Trying to remain competitive is a real challenge. Luke King, technical and supply director at organic veg box company Riverford
Technical and supply director at organic veg box company, Riverford, Luke King reported that the increase in energy costs is affecting all departments of the business.
“Energy is a real problem because we’re exposed everywhere. Our foreign and UK suppliers are exposed, our logistics, particularly our refrigeration, are exposed, plus our office.
“Then you consider all the other inflationary pressures such as labour wages because we’re committed to the real living wage as a business,” said King.
“All the time we’re trying to keep a lid on our pricing, but trying to remain competitive is a real challenge,” added King.
“The electrification of our vehicle fleet and the fact we generate a lot of solar energy means we’re in a slightly better situation.”
We are down on our knees. Harriet Mansell, chef-owner of Robin Wylde and Lilac
Hospitality is another sector being punished by the rise of energy costs alongside citizens feeling the effect of the cost-of-living crisis.
Harriet Mansell, chef-owner of two restaurants in Lyme Regis, Robin Wylde and Lilac, which have a focus on locally foraged ingredients, said, “We are down on our knees, all our costs have gone up and we can’t increase prices because customers won’t come in.”
“Margins were already tight in hospitality,” said Mansell. “We’ve done everything we can from a business point of view, the model does not work anymore.”
“We do so much for education and training, I employ 20 people in the local area, and as a business, we’ve always tried to be a force for positive change,” said Mansell explaining she will try everything, but she does not know what the future holds.
It’s impossible. Lisa-Jane Fraser, owner of eco-estate, Frasers
Lisa-Jane Fraser, owner of an eco-estate in Kent, Frasers, that comprises of a farm, a wedding venue and a restaurant, is considering closing her restaurant, despite taking extreme measures and producing over 60 per cent of their own energy through renewable energy.
“Once my solar panels are not working so efficiently (due to the reduced sunlight in autumn and winter), I’ll only open four days a week and I’m going to cook overnight to take advantage of the lower rate tariffs,” said Fraser.
“I can’t even get a quote for my energy bill at the moment, but it could be up to £7000 from £1800 last year.”
“I’m doing what I’ve been asked to do, but it’s impossible.

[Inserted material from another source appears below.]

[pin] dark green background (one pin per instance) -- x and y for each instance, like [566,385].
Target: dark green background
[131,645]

It’s the unknown, you can’t even do flow projections,” added Fraser. “I think I will move away from restaurants and focus on events.”

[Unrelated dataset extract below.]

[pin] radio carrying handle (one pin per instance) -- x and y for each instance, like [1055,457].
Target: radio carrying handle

Fraser said the hospitality sector desperately needs government support and should reduce VAT for the industry as it would reduce costs for restauranteurs and prices for consumers.

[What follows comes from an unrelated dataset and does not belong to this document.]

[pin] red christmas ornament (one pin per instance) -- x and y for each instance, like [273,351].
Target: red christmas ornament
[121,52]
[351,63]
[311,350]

“It would make a massive difference,” said Fraser.
The government need to get real about climate Abby Allen, director of meat box company, Pipers Farm
Director of sustainable meat box company Pipers Farm, Abby Allen said, “We’re lucky to have the model we do, producing meat from grass (requiring little energy), but we have a fulfilment centre and butchery where our energy costs have doubled.”
“That’s the difficulty; how much can you pass onto the consumer because we want to make sustainable, organic food more accessible,” Allen said.
“It’s the most challenging time we’ve ever had as a business,” added Allen.
On what the government need to do: “They need to get real about climate,” said Allen.
“There has been a sheer lack of investment in renewable energy. If we don’t want to be held hostage, we need to be energy self-sufficient,” finished Allen.